The need to move the Internet from IPv4 to IPv6 is inevitable. Almost all of the addresses allowed by the 32 bit based addressing scheme used in IPv4 have been assigned. The 128 bit addressing scheme within IPv6 solves that issue. While the number of available addresses is a significant driver in the need for IPv6, this isn’t the only benefit to be derived. Other benefits include added security, mobility extensions, communication and addressing to the end device, etc.

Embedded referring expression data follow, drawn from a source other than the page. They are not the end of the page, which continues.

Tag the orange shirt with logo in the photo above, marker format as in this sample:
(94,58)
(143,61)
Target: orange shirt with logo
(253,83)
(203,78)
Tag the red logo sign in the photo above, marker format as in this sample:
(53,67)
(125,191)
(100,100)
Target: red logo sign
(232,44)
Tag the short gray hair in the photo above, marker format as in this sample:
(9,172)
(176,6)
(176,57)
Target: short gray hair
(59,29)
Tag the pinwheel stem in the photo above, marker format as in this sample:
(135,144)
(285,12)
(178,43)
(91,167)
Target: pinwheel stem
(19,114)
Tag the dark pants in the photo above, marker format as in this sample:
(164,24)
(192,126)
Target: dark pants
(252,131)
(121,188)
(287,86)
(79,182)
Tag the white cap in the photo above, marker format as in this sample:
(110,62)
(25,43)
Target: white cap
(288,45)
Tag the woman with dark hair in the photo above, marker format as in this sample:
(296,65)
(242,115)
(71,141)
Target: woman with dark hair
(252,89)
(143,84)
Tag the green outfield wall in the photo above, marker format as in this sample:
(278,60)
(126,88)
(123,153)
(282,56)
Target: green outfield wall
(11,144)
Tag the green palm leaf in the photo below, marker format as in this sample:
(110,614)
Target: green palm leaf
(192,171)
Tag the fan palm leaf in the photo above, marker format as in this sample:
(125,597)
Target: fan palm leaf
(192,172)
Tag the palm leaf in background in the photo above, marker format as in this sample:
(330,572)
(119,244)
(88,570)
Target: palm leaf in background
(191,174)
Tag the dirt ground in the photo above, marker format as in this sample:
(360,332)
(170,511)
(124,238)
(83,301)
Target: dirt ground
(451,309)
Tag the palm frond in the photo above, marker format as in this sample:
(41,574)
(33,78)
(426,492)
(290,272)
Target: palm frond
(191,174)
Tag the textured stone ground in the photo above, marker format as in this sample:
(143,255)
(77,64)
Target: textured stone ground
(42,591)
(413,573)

The North America IPv6 Summit, one of the premier IPv6 shows in the world, was held on April 9-11 in Denver, Colorado. It focused on educating people on IPv6, providing insight on how to make the transition from IPv4, showed products and technology capable of supporting IPv6. The attendees ranged in background from people just learning about IPv6 to people who are intimately involved with implementing IPv6 with all levels of experience in between.
The event has grown every year and has added breadth of knowledge and increased participation. It is not unusual to meet people from the all over the U.S. along with people from other countries such as Brazil, France, etc… even Texas;)
The list of sponsors included a wide range of savvy companies and organization that have the foresight see the need to continue to improve the Internet.
This event was organized by the Rocky Mountain IPv6 Task Force (rmv6tf). My hat is off to the members of the rmv6tf. This is a group of volunteers who see the inevitable need for the Internet to move to IPv6. The group was formed in 2007 by a handful of dedicated technologists. They have organized this event every year since 2008 with consistency and quality to create the summit.